In the same year some of the greatest music of all time was being released. Five thousands miles away from San Francisco,The Beatles released their eighth studio album,Sgt. Peppers Lonely Hearts Club Band,arguably one of the most experimental albums of all time.Pink Floyd released Piper at the Gates of Dawn and The Rolling Stones released Their Satanic Majesties Request. Meanwhile, across the Atlantic artists such as; The Doors, Jefferson Airplane, Grateful Dead and The Jimi Hendrix Experience helped soundtrack the 'Summer of Love' with their pioneering and often psychedelic music.
San Francisco was the epicentre of the 'Summer of Love',hosting events such as the 'Human Be-In''that took place in January 1967. This took place in Golden Gate Park, the home of disaffected students participating in the hippy movement. Poets such as Alan Ginsberg and bands such as Jefferson Airplane and Grateful Dead performed. Huge amounts of “White Lightning” LSD were distributed to the crowd, provided of course by Owsley Stanley. This proved to be a prelude to the summer. Haight-Ashbury had hippy connections throughout the sixties, but this came to a head in the summer of 1967, when 100,000 hippies moved to San Francisco, and residents of Haight-Ashbury included musical artists such as Janis Joplin and Jefferson Airplane. Another event, perhaps the most iconic of the 'Summer of Love' was the Monterey Pop Festival, in California. Organised by John Phillips of The Mamas & The Papas, the festival was attended by anywhere between 25,000 and 90,000 people. The festival provided the Jimi Hendrix Experience, The Who and Ravi Shankar with their first major U.S. appearances. Otis Reading, The Grateful Dead, Eric Burdon & The Animals as well as Jefferson Airplane performed.The Mamas & The Papas held the privilege of closing the festival, which went down in history as being the first major rock festival, laying the foundations for events such as Woodstock and Glastonbury, which began in quick succession after the festival.It also launched the careers of artists such as Steve Miller and Canned Heat. Back in Britain, events such as The 14 Hour Technicolor Dream were held, where artists such as Pink Floyd and The Crazy World of Arthur Brown filled Alexandra Palace.
However, like all great scenes the 'Summer Of Love' couldn’t last forever.

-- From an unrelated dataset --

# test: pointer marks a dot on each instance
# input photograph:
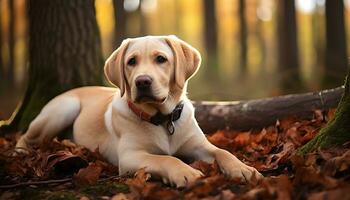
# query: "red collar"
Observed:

When it ended in Autumn 1967, those remaining at Haight-Ashbury organised a funeral for 'The Death of The Hippie' on October 6th 1967, a year to the day after the U.S. government had outlawed the use of LSD. A significant reason for the end were the darker sides of the “Summer of Love”, such as drug addiction, as well as the commercialisation of the movement. Another big factor for the ending of the scene was when participants came to the realisation that Timothy Leary’s mantra,“Turn on, tune in, drop out” wasn’t practical. Many went back to carry on with their lives of studying or working.
So, why are we still talking about the 'Summer of Love' fifty years on? One reason is the continued relevance and cultural importance of the music released at the time, as shown by Sgt. Peppers reaching number one again fifty years after its release. Another reason is the musical influence it continues to have, as can be seen with artists such as The Brian Jonestown Massacre, Tame Impala and King Gizzard & The Lizard Wizard. Socially, the 'Summer of Love' is associated with protest for gender equality,LGBT and the protection of the environment. While it's true that not everybody who journeyed to Haight-Ashbury did so to protest, behind the tie-dye and the drugs there was a purpose that the “Summer of Love” served. Rather than seeing it as a scene many treated it as a movement. There is no doubt that they helped improve social rights, which continue to affect our lives today, long after the 'Summer of Love' is over.